- Clockwise from the left Ramban, Golem and Judith; artist Geof Isherwood.

Publication information
- Publisher: DC Comics
- First appearance: Suicide Squad #45 (September 1990)
- Created by: John Ostrander (writer) Kim Yale (writer) Geof Isherwood (artist)

In-story information
- Base(s): Israel
- Member(s): Dybbuk Golem Judith Ramban

= Hayoth =

DC Comics superhero team

The Hayoth are a fictional team of superpowered Israeli commandos published by DC Comics. They first appeared in Suicide Squad #45 (September 1990), and were created by John Ostrander, Kim Yale and Geof Isherwood. Hayoth's team name is a reference to four holy beasts from the Zohar.

==Publication history==
===Kobra===
Hayoth are a team of four super powered covert operatives who act as a special division of the Mossad. Their first contact with the West comes when Amanda Waller is contracted to capture Kobra. Waller is informed of Hayoth's existence by an Egyptian operative named Nazair. Nazair claims that even though Kobra is in Israel, he is a threat to Egypt's interests as well.

Waller and the Suicide Squad covertly sneak into Jerusalem, seeking to capture or kill Kobra. However, the Squad's arrival is detected by Hayoth, and their Mossad liaison Colonel Hacohen takes Waller and Vixen into custody to show them that Hayoth has already captured Kobra. Waller figures out that Kobra allowed Hayoth to capture him, but is unsure of why. Judith critically wounds Vixen and is nearly killed by Bronze Tiger.

Meanwhile, the Atom discovers Kobra's true plan to corrupt Dybbuk, Hayoth's AI team member. Kobra "corrupts" Dybbuk through a series of philosophical conversations about the nature of good and evil. He then attempts to use Dybbuk to start World War III. The day is saved by Ramban, who has a lengthy conversation with Dybbuk about the nature of good and evil, choice, and morality.

===Ray Palmer===
Their next encounter occurs when Hayoth mistakenly believe they will be allowed to take Qurac's former president, Hurrambi Marlo, into custody. This misunderstanding causes Hayoth to become embroiled in a four-way conflict with Justice League members Superman, Batman, and Aquaman.

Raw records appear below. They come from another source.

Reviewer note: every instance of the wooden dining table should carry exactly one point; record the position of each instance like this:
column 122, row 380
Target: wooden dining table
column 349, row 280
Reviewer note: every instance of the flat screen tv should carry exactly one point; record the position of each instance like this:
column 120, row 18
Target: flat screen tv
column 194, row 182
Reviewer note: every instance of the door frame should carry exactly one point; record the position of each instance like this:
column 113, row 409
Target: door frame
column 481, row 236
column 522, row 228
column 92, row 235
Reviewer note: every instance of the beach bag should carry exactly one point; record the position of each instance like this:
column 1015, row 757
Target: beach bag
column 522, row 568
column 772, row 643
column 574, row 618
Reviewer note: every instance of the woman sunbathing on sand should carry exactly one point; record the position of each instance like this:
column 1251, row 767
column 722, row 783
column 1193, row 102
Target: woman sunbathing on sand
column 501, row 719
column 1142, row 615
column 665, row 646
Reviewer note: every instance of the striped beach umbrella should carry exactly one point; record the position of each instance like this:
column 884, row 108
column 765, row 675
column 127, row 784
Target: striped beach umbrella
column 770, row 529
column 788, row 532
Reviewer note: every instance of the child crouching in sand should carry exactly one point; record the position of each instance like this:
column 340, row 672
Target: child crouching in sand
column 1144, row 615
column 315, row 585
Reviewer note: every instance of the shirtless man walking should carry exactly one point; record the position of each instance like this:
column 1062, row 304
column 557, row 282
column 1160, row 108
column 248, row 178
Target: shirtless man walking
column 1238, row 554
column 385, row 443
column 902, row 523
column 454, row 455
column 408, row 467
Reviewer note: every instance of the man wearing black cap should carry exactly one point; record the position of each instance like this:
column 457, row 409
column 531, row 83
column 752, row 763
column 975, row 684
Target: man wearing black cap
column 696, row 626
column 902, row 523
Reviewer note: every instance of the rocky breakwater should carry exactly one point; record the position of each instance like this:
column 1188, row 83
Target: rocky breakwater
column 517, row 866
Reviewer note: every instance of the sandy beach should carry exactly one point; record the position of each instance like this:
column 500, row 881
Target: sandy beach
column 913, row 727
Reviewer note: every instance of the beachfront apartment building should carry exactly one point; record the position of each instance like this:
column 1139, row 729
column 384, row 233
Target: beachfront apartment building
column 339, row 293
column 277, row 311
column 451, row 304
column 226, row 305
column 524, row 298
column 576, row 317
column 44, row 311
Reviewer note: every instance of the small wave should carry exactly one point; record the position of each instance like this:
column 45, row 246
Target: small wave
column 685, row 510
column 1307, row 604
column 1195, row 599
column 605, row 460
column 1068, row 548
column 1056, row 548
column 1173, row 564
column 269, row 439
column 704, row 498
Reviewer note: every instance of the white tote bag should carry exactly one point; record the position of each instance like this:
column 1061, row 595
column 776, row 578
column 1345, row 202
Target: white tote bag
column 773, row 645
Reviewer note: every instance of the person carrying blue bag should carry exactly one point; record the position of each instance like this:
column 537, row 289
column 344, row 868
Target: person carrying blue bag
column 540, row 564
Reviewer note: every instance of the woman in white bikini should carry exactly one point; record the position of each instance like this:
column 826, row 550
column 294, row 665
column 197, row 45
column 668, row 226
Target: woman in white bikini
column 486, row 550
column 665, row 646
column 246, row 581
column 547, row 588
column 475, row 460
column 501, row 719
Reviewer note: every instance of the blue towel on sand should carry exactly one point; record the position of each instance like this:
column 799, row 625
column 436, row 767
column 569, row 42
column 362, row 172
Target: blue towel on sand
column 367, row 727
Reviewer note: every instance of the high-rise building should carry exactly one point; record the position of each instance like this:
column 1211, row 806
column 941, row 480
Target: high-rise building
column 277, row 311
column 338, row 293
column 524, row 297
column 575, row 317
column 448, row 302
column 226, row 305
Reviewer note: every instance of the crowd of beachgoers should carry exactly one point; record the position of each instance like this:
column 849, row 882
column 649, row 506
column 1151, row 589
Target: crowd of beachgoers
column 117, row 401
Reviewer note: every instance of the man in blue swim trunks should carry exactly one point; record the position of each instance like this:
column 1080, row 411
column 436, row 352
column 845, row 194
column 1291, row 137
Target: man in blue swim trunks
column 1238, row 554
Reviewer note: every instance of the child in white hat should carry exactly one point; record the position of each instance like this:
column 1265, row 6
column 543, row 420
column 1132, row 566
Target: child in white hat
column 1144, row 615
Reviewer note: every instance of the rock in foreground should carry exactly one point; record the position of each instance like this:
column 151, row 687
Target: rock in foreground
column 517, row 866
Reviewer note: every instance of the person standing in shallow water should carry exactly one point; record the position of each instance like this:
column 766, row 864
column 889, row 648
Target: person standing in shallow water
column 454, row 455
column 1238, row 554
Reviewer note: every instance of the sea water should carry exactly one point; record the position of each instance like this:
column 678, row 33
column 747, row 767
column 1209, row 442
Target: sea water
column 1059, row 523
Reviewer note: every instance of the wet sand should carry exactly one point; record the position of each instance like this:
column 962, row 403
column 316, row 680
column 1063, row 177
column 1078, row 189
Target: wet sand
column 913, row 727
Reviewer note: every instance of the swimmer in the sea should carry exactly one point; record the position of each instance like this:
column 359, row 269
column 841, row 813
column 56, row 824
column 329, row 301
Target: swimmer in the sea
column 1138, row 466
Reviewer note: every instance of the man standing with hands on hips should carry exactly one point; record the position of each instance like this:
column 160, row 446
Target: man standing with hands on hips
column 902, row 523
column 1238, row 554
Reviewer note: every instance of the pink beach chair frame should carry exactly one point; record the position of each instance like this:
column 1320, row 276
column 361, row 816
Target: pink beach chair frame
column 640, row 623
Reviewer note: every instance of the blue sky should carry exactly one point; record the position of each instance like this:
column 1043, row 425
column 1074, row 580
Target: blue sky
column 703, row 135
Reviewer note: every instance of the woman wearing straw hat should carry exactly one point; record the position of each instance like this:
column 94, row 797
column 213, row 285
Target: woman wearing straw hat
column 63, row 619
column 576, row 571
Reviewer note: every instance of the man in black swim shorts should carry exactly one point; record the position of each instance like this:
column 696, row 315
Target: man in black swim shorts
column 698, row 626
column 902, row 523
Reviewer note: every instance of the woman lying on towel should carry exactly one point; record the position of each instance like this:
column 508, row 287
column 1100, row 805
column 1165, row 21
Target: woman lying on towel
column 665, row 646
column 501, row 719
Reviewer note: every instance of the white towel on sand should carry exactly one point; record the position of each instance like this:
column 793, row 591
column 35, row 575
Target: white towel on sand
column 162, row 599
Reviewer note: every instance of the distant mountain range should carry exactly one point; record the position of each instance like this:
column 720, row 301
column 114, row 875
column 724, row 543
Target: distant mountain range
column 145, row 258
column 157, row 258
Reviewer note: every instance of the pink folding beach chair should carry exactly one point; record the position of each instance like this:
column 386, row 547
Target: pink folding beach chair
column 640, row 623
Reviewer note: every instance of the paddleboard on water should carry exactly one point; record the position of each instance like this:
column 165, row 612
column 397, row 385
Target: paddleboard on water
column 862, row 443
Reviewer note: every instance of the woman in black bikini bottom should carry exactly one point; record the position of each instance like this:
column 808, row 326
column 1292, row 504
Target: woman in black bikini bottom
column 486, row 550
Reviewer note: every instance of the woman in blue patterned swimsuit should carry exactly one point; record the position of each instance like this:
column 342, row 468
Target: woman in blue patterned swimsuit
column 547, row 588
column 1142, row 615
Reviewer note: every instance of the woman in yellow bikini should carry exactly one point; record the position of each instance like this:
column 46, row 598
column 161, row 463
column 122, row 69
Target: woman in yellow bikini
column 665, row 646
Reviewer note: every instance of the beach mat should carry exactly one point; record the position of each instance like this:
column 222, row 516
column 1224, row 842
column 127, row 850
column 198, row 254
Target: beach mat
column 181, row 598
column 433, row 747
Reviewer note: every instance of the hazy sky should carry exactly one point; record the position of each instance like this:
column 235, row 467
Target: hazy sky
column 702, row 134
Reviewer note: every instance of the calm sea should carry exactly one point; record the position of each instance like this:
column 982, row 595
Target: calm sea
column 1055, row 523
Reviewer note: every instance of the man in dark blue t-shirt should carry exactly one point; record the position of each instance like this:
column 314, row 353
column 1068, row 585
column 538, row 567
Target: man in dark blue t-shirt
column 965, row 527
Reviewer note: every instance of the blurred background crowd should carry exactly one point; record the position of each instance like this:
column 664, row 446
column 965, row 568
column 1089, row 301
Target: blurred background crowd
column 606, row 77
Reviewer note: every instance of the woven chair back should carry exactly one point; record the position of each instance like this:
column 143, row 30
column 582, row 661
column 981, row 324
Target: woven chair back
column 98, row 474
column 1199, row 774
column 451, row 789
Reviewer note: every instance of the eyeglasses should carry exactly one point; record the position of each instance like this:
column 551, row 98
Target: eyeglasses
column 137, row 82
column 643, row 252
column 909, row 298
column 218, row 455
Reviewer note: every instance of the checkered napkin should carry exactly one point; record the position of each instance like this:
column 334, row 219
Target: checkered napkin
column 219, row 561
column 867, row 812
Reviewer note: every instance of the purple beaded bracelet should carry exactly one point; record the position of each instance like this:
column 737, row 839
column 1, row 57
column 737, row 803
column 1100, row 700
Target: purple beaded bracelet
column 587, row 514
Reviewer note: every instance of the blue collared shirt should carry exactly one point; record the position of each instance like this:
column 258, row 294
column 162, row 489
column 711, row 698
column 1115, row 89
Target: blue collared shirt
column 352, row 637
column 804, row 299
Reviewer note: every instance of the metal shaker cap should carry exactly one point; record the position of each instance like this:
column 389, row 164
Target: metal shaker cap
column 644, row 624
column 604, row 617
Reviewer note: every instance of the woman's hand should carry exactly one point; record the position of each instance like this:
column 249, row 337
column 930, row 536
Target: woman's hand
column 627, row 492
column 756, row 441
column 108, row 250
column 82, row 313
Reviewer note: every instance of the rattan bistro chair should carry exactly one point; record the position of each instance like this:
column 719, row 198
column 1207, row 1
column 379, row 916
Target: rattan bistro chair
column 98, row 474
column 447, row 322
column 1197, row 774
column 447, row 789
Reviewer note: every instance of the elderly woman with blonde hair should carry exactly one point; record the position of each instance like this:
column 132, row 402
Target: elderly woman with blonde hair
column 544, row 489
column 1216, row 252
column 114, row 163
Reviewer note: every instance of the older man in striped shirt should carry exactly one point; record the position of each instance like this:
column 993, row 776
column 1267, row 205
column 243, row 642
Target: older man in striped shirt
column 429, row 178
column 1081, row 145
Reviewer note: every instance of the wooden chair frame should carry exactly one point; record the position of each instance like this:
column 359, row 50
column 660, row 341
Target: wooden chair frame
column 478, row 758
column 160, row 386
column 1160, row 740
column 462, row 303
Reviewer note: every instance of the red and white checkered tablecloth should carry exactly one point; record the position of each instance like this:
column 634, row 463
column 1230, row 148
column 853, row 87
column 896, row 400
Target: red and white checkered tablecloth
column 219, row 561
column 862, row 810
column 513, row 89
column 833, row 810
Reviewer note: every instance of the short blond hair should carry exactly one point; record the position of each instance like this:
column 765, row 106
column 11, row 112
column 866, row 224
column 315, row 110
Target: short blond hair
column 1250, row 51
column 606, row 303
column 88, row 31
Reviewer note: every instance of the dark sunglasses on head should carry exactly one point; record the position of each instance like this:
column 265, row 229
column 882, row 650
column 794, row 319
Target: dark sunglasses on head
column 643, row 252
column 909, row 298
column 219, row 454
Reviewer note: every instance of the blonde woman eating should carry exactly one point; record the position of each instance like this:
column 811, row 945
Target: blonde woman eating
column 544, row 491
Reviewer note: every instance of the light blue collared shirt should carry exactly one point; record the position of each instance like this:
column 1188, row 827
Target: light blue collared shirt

After a series of skirmishes, Superman ends the fight with a shockwave caused by clapping both his hands together. The League members confront Atom and learn of Micro Force and their murder of Adam Cray, who had been impersonating Atom as a member of the Suicide Squad.

===Dybbuk and Ifrit===
In order to gain Hayoth's freedom after acting illegally in the United States, Dybbuk agrees to help deprogram Ifrit, an artificial intelligence based on Mindboggler. Dybbuk succeeds, and Mindboggler recalls her original identity of Leah Wasserman. She and Dybbuk, now calling himself Lenny, are engaged to be married.

===Doomsday Clock===
In "Doomsday Clock", Hayoth is stated to have been assembled as Israel's superhero team. The group is led by Seraph and consists of Dybbuk, Golem, Judith, Ramban, and Pteradon.

==Membership==
- Dybbuk - An artificial intelligence who functions as the team's strategist and provides electronic countermeasures. It is based on the same magnetic bottle technology used to create Djinn and Ifrit. The character is named after the dybbuk, a malicious possessing spirit in Jewish folklore.
- Golem - Moyshe Nakhman possesses a clay-like body that he can shift between various solid and liquid forms. The character is named after the golem, an animated being created entirely from inanimate matter in Jewish folklore.
- Colonel Hacohen - The division's commanding officer and Mossad liaison.
- Judith - An expert in fencing and shuriken-jutsu, trained in the martial arts and infiltration, calls herself the "Sword of Zion". Her main weapon appears to be a Mughal Talwar.
- Ramban - A magician who is the first leader of Hayoth. He is named for Kabbalist, philosopher, and physician Nachmanides (also known as Ramban).
- Seraph - The leader of the Hayoth during the timeframe of Doomsday Clock.
- Pteradon - He is a former military anti-terrorist unit leader who, following a transformation, becomes a living, humanoid pterodactyl. The character is a hybrid, often depicted with superior combat skills and aerial agility. He has been a villain, but is now functioning as a hero in the timeframe of Doomsday Clock.